Study to Investigate the Effect of BL-8040 (Motixafortide) on the QTc Interval in Healthy Subjects

A Single-Dose, Randomized, Double-Blind, Placebo-Controlled, Positive-Controlled, Four-Way Crossover Study to Investigate the Effect of BL-8040 (Motixafortide) on the QTc Interval in Healthy Subjects

The study will assess the corrected QT (QTc) effects (electrocardiogram [ECG]) of BL-8040 1.25 mg/kg (therapeutic dose) and 2 mg/kg (supratherapeutic dose) following a single subcutaneous (SC) injection relative to placebo in approximately 40 healthy subjects.

Study Overview

• Status: Completed
• Conditions: Healthy Subjects
• Intervention / Treatment: Drug: 1.25 mg/kg BL-8040 + BL-8040-matching placebo; Drug: 2 mg/kg BL-8040; Drug: BL-8040-matching placebo; Drug: 400 mg Moxifloxacin (1x400 mg tablet)

Detailed Description

This is a randomized, double-blind (in respect to BL-8040 and BL-8040-matching placebo dosing), placebo- and positive-controlled, 4-period, 4-way crossover study in healthy subjects.

A continuous 12-lead cardiodynamic ECG recording will be collected for approximately 24 hours on Day -1 of Period 1 for use in the optimized individual corrected QTc (QTcI) baseline calculations.

On Day 1 of Period 1, subjects will be randomized to 1 of 12 treatment sequences. Each treatment sequence comprises 4 treatment periods.

On Day 1 of each period, subjects will receive single-dose SC injection of BL-8040 (therapeutic or supratherapeutic dose), single-dose SC injection of BL-8040-matching placebo, or a single oral dose of moxifloxacin. Cardiodynamic readings, plasma PK samples, and blood PD samples will be collected at different time points prior to dosing and up to 24 hours postdose in each period, as appropriate.

There will be a washout period of 5-7 days between dosing in each period.

All subjects who received at least one dose of any study drug (including subjects who terminate the study early) will return to the clinical research unit (CRU) 7 ± 2 days after the last dose for follow-up procedures, and to determine if any adverse event (AE) has occurred since the last study visit.

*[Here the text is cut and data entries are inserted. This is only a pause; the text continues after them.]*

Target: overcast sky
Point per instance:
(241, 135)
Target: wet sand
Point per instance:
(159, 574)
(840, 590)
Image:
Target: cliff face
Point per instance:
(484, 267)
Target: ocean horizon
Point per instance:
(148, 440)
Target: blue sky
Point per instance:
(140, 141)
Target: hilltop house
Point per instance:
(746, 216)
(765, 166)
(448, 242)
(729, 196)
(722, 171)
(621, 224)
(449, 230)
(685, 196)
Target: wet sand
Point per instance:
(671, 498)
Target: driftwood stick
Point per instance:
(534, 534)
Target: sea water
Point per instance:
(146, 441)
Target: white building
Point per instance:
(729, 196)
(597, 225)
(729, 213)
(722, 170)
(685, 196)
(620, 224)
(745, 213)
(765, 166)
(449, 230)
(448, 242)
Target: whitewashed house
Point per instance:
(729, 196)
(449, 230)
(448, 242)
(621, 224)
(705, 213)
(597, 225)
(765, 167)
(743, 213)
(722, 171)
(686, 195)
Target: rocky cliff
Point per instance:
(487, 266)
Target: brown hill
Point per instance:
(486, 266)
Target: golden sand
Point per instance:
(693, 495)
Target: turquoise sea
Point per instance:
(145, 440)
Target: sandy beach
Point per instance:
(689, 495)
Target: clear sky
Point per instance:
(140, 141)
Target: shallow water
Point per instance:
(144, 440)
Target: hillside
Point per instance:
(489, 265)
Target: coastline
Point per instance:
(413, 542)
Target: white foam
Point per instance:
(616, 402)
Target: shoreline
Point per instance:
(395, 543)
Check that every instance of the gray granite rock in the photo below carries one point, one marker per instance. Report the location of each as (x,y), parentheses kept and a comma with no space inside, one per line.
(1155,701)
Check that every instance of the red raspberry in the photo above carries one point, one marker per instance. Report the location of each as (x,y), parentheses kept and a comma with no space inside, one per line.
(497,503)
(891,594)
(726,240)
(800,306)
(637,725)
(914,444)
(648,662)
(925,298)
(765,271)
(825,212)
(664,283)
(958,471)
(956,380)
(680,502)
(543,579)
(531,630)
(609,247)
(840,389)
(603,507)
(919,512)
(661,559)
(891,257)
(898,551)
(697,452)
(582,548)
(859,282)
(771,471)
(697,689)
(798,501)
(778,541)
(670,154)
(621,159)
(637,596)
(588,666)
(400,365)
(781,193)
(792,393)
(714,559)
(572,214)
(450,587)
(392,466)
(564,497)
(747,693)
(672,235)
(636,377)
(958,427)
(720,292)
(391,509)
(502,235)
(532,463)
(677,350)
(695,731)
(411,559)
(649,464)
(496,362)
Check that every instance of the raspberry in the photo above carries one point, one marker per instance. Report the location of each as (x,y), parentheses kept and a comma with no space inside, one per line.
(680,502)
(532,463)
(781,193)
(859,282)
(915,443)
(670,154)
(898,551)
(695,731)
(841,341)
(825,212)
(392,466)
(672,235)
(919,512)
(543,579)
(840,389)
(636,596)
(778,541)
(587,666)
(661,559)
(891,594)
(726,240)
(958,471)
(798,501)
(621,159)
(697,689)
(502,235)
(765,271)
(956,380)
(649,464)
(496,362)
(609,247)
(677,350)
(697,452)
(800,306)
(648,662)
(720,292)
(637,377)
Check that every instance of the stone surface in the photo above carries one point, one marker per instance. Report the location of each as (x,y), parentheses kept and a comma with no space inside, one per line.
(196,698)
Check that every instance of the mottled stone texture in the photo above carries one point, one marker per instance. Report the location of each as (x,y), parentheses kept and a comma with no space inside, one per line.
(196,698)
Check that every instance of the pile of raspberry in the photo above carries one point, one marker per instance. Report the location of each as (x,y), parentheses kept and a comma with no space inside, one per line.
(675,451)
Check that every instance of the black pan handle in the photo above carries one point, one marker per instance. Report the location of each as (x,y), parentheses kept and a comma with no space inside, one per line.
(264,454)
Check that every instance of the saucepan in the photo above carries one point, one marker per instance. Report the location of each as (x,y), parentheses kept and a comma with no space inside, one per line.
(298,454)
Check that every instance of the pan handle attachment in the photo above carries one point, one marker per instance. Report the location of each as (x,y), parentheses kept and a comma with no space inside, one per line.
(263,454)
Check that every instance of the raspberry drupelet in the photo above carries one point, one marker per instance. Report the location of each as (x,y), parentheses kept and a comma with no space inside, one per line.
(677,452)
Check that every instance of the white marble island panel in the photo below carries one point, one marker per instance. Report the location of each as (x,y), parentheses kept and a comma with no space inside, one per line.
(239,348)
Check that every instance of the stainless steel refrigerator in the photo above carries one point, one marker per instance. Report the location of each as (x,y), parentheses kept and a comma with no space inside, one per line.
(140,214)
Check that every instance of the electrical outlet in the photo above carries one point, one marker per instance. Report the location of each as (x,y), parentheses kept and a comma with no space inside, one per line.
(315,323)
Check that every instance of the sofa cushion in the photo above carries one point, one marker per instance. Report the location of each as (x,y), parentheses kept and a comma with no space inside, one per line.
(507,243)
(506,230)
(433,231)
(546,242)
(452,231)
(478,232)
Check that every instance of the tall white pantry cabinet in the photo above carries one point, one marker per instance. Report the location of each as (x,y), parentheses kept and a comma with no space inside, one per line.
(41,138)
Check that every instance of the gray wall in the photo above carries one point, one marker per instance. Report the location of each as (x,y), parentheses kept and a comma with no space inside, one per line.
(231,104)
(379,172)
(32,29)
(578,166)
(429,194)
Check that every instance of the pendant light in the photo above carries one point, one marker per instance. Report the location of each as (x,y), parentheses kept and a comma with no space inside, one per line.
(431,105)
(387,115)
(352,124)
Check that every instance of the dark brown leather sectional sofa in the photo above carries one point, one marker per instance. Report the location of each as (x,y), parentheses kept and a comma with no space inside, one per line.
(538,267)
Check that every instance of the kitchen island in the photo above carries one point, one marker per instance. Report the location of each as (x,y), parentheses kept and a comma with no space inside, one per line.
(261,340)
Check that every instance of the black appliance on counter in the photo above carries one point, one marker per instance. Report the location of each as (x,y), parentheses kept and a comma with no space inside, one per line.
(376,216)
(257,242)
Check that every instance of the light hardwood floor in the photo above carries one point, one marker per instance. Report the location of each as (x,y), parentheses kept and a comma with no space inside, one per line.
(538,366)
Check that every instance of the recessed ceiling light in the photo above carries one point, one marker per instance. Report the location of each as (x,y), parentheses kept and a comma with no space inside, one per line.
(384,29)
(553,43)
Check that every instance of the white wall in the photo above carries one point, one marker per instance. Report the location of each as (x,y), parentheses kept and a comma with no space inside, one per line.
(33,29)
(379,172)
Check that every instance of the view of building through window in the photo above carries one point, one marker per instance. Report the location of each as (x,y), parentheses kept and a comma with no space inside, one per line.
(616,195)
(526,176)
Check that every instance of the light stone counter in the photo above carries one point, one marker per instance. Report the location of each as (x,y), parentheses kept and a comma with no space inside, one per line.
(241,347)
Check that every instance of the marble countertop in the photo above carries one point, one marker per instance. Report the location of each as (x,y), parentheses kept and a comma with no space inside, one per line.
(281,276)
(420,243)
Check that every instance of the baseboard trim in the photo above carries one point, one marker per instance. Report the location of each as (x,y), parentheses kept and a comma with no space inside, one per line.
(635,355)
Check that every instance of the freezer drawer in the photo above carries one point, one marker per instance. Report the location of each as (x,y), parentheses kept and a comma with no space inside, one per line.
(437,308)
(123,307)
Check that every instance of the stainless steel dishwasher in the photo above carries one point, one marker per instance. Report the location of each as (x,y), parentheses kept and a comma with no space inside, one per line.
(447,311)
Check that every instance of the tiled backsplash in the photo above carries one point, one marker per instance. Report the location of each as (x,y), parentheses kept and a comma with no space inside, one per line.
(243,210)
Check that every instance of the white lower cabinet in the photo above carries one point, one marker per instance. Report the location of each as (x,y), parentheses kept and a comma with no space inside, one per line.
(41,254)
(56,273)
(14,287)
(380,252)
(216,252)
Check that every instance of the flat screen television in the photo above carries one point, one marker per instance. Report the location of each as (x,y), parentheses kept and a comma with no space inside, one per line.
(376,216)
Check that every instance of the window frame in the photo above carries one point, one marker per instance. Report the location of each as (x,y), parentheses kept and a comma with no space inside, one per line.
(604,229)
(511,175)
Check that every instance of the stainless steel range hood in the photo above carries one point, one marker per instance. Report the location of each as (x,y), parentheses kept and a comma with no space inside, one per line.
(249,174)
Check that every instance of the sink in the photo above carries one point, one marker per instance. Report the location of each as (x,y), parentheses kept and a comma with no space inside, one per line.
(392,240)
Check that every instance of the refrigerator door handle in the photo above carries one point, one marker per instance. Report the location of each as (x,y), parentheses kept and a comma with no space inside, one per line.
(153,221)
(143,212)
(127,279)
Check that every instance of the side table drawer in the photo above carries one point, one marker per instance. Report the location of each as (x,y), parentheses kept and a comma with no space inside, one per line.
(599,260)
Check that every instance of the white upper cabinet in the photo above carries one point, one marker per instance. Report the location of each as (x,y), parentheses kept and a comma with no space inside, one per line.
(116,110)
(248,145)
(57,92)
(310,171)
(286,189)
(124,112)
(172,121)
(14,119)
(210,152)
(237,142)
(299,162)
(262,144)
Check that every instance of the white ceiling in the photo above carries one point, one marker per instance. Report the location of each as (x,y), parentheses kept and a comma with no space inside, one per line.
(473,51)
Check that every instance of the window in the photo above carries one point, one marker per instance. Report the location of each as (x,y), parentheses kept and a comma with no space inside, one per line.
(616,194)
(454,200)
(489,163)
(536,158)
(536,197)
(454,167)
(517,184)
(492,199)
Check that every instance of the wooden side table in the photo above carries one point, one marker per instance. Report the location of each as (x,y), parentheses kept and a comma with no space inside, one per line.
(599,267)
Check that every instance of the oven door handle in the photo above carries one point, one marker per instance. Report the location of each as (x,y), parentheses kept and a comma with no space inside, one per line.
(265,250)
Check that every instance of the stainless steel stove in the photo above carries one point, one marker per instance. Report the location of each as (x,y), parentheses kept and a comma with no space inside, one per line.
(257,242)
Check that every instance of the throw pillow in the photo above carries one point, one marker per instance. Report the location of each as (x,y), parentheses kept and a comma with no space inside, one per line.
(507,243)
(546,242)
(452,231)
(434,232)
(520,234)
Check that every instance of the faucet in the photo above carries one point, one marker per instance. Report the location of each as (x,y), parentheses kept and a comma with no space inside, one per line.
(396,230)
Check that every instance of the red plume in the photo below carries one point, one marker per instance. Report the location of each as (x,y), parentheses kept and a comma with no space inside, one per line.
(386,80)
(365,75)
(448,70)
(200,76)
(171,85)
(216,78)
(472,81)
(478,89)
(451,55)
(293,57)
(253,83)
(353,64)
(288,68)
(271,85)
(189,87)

• Study Type: Interventional
• Enrollment (Actual): 38
• Phase: Phase 1

Contacts and Locations

Study Locations

• United States
  • Arizona
    • Phoenix, Arizona, United States, 85283
      • Celerion

Participation Criteria

Eligibility Criteria

• Ages Eligible for Study: 18 years to 55 years (Adult)
• Accepts Healthy Volunteers: No
• Genders Eligible for Study: All

Description

Inclusion Criteria:

• Healthy, adult, males and females between the ages of 18 and 55 years, inclusive, at Screening.
• Body weight between 50-109 kg (inclusive) and body mass index (BMI) within 18.0-29.99 kg/m2 (inclusive) at Screening.
• Medically healthy with no clinically significant medical history, physical examination, laboratory profiles, vital signs or ECGs, as deemed by the PI or designee.
• Current non-smokers who have not used any nicotine-containing products (chewed or smoked) or replacement products including electronic cigarettes for at least 3 months prior to first dosing.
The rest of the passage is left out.